From the Editor
For patients with bipolar disorder, lithium is an important medication, shown to reduce hospitalizations and suicides better than newer agents. But has it fallen out of fashion? International reports suggest that it has.
In the first selection, Samreen Shafiq (of the University of Calgary) and her co-authors try to answer this question with Canadian data in a new paper for The Canadian Journal of Psychiatry. They draw on a decade of Alberta prescription data with more than 580,000 lithium scripts. “This population-based study suggests that the overall number of new and prevalent lithium users is decreasing in Alberta between the years of 2009 and 2018, but the observed pattern suggests that this decrease may have stopped by the end of our study interval.” We consider the paper and its clinical implications.
In the second selection, John W. Ayers (of University of California San Diego) considers AI-generated responses to health care questions posted on social media, like the need to seek medical attention after a minor head injury with a presentation of a lump and a headache.

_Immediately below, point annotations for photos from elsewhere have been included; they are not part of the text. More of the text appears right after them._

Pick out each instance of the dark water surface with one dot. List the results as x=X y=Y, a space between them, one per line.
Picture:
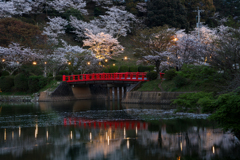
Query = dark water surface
x=106 y=130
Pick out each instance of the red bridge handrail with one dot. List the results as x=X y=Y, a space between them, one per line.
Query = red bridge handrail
x=127 y=76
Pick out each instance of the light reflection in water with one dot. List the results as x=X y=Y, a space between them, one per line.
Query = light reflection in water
x=47 y=135
x=147 y=142
x=19 y=132
x=36 y=131
x=5 y=134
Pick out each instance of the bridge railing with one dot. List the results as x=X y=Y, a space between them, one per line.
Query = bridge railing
x=127 y=76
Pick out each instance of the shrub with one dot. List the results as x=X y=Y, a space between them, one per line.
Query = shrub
x=49 y=79
x=42 y=81
x=35 y=83
x=64 y=72
x=191 y=102
x=21 y=82
x=105 y=70
x=124 y=69
x=6 y=83
x=170 y=74
x=113 y=69
x=58 y=78
x=152 y=75
x=179 y=81
x=195 y=72
x=145 y=68
x=32 y=69
x=227 y=114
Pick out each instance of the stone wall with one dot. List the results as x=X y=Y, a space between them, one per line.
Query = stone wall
x=5 y=98
x=151 y=97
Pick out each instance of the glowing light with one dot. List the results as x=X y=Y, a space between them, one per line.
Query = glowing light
x=19 y=131
x=90 y=136
x=36 y=131
x=47 y=135
x=5 y=134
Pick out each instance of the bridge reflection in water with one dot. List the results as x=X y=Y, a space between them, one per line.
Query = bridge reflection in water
x=52 y=132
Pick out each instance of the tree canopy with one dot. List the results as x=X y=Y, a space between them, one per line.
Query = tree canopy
x=166 y=12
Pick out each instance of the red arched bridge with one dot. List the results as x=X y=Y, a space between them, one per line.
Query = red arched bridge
x=121 y=77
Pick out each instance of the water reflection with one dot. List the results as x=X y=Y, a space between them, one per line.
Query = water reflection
x=84 y=131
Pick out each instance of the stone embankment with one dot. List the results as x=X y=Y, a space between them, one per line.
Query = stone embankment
x=6 y=98
x=151 y=97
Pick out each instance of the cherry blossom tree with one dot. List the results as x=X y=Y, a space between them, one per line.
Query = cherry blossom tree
x=15 y=55
x=117 y=22
x=81 y=27
x=153 y=45
x=102 y=45
x=55 y=27
x=62 y=5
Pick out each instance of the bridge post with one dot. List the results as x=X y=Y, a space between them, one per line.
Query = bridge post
x=113 y=94
x=122 y=92
x=118 y=93
x=108 y=94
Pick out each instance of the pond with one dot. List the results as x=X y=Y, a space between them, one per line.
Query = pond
x=100 y=129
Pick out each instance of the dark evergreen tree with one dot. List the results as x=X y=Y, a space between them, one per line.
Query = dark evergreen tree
x=191 y=7
x=170 y=12
x=228 y=8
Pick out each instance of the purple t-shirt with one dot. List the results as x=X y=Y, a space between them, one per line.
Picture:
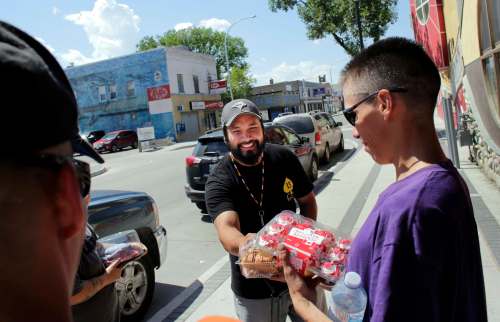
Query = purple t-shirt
x=418 y=251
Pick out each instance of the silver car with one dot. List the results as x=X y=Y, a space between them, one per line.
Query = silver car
x=321 y=130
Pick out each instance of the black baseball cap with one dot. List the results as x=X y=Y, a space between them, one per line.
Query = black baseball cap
x=38 y=105
x=236 y=108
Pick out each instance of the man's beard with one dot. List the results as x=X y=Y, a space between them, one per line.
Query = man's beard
x=247 y=157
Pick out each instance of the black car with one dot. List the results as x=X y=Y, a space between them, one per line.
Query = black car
x=94 y=136
x=112 y=211
x=211 y=149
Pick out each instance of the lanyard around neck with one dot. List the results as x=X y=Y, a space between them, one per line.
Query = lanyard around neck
x=258 y=203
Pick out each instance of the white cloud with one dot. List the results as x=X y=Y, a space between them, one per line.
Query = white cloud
x=112 y=29
x=215 y=23
x=183 y=25
x=46 y=45
x=306 y=70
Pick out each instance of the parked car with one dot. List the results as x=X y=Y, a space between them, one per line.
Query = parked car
x=117 y=140
x=112 y=211
x=320 y=128
x=211 y=148
x=94 y=136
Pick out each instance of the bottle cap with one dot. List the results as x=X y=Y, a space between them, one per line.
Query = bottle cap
x=352 y=280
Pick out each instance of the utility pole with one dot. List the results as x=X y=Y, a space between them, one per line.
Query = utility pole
x=358 y=21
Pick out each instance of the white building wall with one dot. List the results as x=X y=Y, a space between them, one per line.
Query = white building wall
x=182 y=61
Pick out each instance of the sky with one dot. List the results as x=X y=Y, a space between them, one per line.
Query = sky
x=82 y=31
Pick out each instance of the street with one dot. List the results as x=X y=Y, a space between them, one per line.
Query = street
x=193 y=246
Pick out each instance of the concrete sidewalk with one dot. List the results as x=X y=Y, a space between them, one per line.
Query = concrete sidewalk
x=345 y=204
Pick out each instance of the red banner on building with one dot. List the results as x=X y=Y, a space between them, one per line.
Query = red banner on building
x=158 y=93
x=218 y=87
x=214 y=105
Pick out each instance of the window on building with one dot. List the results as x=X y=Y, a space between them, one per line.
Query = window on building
x=180 y=83
x=130 y=88
x=196 y=84
x=112 y=91
x=422 y=7
x=102 y=93
x=489 y=24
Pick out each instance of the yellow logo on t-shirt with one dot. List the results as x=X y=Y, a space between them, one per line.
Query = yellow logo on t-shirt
x=288 y=188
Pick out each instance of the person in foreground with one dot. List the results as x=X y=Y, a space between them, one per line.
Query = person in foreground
x=43 y=221
x=251 y=185
x=418 y=251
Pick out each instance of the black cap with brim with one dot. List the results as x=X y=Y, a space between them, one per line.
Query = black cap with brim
x=83 y=147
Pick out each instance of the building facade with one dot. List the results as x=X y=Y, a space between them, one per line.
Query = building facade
x=467 y=50
x=293 y=96
x=151 y=88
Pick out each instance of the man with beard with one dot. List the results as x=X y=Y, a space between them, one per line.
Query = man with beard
x=251 y=185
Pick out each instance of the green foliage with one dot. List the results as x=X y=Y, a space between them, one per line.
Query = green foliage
x=241 y=83
x=338 y=19
x=205 y=41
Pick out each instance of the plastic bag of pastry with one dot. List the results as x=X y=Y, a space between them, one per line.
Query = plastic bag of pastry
x=315 y=249
x=123 y=246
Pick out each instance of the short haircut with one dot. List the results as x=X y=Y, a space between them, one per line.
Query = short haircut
x=396 y=62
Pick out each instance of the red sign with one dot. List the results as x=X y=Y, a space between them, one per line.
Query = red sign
x=214 y=105
x=158 y=93
x=429 y=29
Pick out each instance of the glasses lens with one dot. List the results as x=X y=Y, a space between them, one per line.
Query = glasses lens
x=83 y=173
x=350 y=116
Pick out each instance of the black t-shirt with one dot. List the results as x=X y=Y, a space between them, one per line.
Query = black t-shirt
x=284 y=181
x=103 y=306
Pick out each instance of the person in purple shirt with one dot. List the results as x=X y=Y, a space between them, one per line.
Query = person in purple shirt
x=418 y=251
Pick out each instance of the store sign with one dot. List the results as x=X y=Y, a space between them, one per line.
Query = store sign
x=195 y=106
x=214 y=105
x=159 y=100
x=218 y=87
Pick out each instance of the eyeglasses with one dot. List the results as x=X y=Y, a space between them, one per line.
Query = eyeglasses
x=82 y=169
x=349 y=113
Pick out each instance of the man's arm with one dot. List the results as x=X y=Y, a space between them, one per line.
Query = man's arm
x=227 y=225
x=308 y=206
x=91 y=287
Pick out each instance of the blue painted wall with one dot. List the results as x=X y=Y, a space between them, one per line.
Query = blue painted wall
x=125 y=111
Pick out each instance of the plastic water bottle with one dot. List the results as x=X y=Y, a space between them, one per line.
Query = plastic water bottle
x=348 y=300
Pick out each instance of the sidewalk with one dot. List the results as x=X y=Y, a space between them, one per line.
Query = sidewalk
x=345 y=204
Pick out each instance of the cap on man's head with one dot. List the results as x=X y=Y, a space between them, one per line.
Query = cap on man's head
x=236 y=108
x=38 y=104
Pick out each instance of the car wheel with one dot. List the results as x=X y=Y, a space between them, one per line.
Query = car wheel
x=326 y=156
x=202 y=206
x=135 y=288
x=313 y=170
x=341 y=145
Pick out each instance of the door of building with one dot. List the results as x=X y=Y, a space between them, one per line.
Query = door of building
x=192 y=131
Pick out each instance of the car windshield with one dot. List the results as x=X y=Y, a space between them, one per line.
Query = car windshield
x=208 y=147
x=301 y=124
x=110 y=136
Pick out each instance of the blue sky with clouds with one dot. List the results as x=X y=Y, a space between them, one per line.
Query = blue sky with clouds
x=88 y=30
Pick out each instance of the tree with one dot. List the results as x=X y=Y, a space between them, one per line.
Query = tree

In a JAMA Internal Medicine paper, they compare ChatGPT answers to those of physicians in terms of quality and empathy. “In this cross-sectional study, a chatbot generated quality and empathetic responses to patient questions posed in an online forum.”
The debate over coercive care is hot, with proposals to rebalance patients’ rights actively discussed in New York City, Alberta, and California. In the third selection, author Daniel Bergner writes that we should look for alternatives to medications. In a New York Times essay, he argues that antipsychotics are problematic. “By doubling down on existing methods, we’re only beckoning more failure.”
Selection 1: “Ten-Year Trends in Lithium Prescribing in Alberta, Canada”
Samreen Shafiq, Paul Everett Ronksley, Tayler Dawn Scory, et al.
The Canadian Journal of Psychiatry, 24 May 2023 Online First
Lithium is currently considered first-line therapy for bipolar disorder (BD) and second-line adjunctive therapy for treatment-resistant depression. Prior work has shown it is especially effective for both initiation and maintenance therapy of manic and mixed episodes, with the added mitigation of suicidal behaviour. Population-level data suggests lithium use has been declining. This decrease in prescribing and use of lithium maybe due to reported adverse effects and therapeutic drug monitoring requirements. With availability of newer pharmacological treatments, physicians were given the opportunity to provide patients with other treatment options, bypassing some of lithium therapy’s inconveniences and disadvantages…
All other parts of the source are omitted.